The analysis revealed significant performance disparities between linear models, such as Logistic Regression (LR) and Support Vector Machines (SVM), across the two datasets. While these models struggled with the Framingham dataset, they performed better on the Z-Alizadeh Sani dataset, suggesting that the nature of the feature set and the prediction target significantly influence model efficacy. The study emphasizes the importance of tailored model selection based on dataset characteristics, as well as the advantages of BESO in enhancing model performance through effective feature selection. BESO not only improved accuracy but also maintained computational efficiency, underscoring its potential in medical applications where high-dimensional datasets are common. Overall, the findings advocate for the integration of advanced machine learning techniques in clinical risk assessment, offering improved predictive capabilities over traditional methods.

Limitations

The study presents notable strengths but also several limitations that warrant consideration. A primary limitation is the significant size discrepancy between the datasets used; the Framingham dataset comprises over 4,200 instances, while the Z-Alizadeh Sani dataset contains only 304. This disparity may hinder model generalization, as machine learning models typically require larger training datasets for optimal performance. Although feature selection techniques improved model efficacy, the small sample size of the Z-Alizadeh Sani dataset could introduce variability, affecting the generalizability of the findings to broader populations.
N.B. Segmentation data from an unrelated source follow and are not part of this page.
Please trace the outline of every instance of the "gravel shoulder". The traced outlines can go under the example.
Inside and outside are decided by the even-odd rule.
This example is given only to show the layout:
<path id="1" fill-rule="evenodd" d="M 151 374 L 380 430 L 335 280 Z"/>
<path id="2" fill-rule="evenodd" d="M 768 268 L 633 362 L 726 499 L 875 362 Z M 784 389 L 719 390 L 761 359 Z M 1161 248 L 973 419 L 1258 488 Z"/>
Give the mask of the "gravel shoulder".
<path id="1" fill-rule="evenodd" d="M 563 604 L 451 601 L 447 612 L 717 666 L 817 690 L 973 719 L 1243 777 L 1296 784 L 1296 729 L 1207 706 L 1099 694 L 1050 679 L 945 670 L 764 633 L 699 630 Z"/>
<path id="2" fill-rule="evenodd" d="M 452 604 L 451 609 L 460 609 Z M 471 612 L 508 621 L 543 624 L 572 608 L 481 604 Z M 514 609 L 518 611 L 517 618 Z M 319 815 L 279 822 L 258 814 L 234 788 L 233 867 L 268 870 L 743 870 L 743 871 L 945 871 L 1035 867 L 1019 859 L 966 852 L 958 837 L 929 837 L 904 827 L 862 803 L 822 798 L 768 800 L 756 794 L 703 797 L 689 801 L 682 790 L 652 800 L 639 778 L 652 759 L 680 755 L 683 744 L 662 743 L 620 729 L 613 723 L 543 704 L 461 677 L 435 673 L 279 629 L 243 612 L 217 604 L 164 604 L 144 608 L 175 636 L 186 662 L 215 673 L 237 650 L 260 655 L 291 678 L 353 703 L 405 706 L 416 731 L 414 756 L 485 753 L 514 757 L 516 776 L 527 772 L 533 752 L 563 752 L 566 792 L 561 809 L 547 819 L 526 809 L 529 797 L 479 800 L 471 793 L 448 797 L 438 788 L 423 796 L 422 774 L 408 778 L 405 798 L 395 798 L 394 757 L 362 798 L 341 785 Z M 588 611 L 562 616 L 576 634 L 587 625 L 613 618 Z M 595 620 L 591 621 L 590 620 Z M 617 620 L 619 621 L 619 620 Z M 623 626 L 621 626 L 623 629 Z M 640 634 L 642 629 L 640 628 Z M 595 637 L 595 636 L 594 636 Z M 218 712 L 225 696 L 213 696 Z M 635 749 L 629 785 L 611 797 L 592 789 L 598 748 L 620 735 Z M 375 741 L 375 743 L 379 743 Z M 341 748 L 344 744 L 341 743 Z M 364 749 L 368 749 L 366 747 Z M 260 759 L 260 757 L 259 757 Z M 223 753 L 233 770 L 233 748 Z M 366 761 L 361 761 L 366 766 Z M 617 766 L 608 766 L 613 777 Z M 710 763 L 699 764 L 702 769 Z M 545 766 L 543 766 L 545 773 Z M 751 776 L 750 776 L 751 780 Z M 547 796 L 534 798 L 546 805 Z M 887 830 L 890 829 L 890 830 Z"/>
Additionally, the lack of external validation using real-world clinical data is a critical limitation. The datasets employed are pre-processed and structured, which may not accurately reflect the complexities of real-time clinical environments where data can be noisier and more prone to errors. Future research should prioritize the application of the proposed methodology to actual patient data to evaluate its clinical relevance. Furthermore, the study does not compare the BESO feature selection algorithm with other established methods, such as Recursive Feature Elimination (RFE) or Principal Component Analysis (PCA), which could provide valuable insights into its relative effectiveness. Lastly, potential biases inherent in the datasets, stemming from demographic or institutional factors, may influence the predictive performance of the models. Addressing these biases and validating the models on larger, more diverse datasets will be essential for enhancing the fairness and applicability of coronary artery disease (CAD) prediction models in clinical practice.